On Mon, 6 Jul 2015, Sudeep Holla wrote:
On 05/07/15 21:53, Thomas Gleixner wrote:
If no broadcast device is installed and the cpu local timers stop in
deeper idle states, then there is currently nothing telling the idle
code that it should not go into deep idle states, so the timers stop
and nothing wakes up the cpus.
Make the broadcast_enter/exit() functions independent of the
configuration options and always check on enter:
- whether the cpu local device is affected by idle states
- whether a broadcast device is available
This covers all possible config combinations including
CONFIG_BROADCAST=n.
Reported-by: Sudeep Holla <sudeep.holla@xxxxxxx>
Sorry for the delay, took a while testing few configuration:
+--------------+--------+--------------+--------------------+
| Configs | PERIOD | HRTimers+NOHz|Cmdline(HR+NoHZ=off)|
+--------------+--------+--------------+--------------------+
| UP w/o H/W BC| OK | OK | OK |
+--------------+--------+--------------+--------------------+
| UP w/ H/W BC | OK | OK | OK |
+--------------+--------+--------------+--------------------+
|SMP w/o H/W BC| OK* | OK | Not OK(**) |
+--------------+--------+--------------+--------------------+
|SMP w/ H/W BC | OK | OK | OK |
+--------------+--------+--------------+--------------------+
H/W BC - Hardware Broadcast Timer source
(*) None of the CPUs enters deeper idle states losing local timers
(**)SMP build without Hardware Broadcast Timer source(i.e. one cpu is
the broadcast source) with HRTimers+NOHz configs but disabled in cmdline
fails to boot.
That's using the hrtimer broadcast mechanism, right?
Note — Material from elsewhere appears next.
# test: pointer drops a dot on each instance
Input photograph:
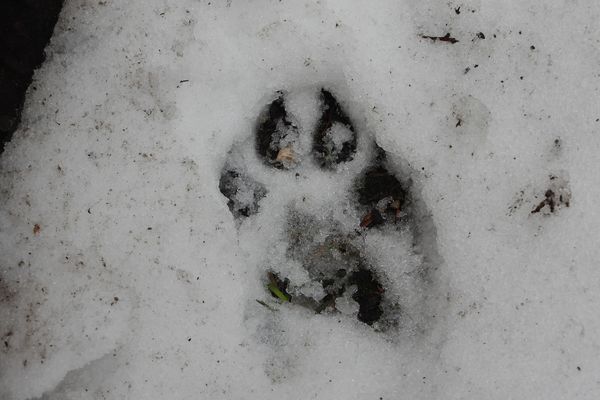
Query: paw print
(335, 219)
On connecting debugger, I found all the cpus are in
shallow idle state(i.e. WFI in ARM) but with interrupts disabled.
And that means?
I am not really keen on the failing configuration. We have never tested
that before, though I found it working with CPUIdle disabled.
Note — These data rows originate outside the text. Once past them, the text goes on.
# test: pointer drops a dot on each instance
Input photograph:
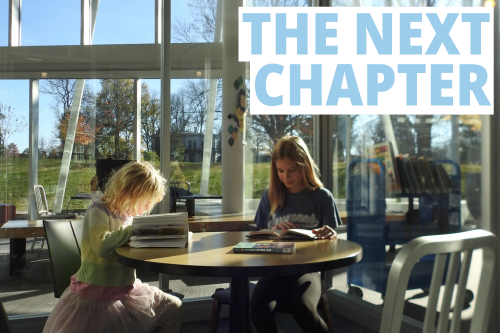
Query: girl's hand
(285, 226)
(325, 232)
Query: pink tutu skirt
(140, 309)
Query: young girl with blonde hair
(295, 198)
(105, 296)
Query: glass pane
(56, 100)
(4, 22)
(125, 22)
(188, 122)
(194, 21)
(14, 143)
(54, 22)
(432, 185)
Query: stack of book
(422, 176)
(280, 247)
(160, 230)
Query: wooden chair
(456, 249)
(5, 326)
(221, 296)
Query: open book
(284, 234)
(385, 153)
(160, 230)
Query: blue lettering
(365, 23)
(296, 84)
(282, 33)
(256, 21)
(373, 86)
(406, 33)
(442, 33)
(261, 85)
(437, 84)
(336, 90)
(411, 81)
(322, 33)
(475, 20)
(466, 86)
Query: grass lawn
(14, 179)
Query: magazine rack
(367, 225)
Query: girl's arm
(329, 217)
(103, 241)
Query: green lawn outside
(14, 179)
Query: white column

Well, we should figure out what happens while we are at it before
everything gets paged out again.
In the case of CONFIG_NOHZ=n and CONFIG_HIGHRES=n the broadcast
hrtimer is not compiled as it depends on CONFIG_TICK_ONESHOT, so it
works via the bc.evtdev == NULL check.
With either option enabled CONFIG_TICK_ONESHOT gets set, so the
broadcast timer gets installed but somehow does not work proper if
nohz and highres are disabled on the kernel command line.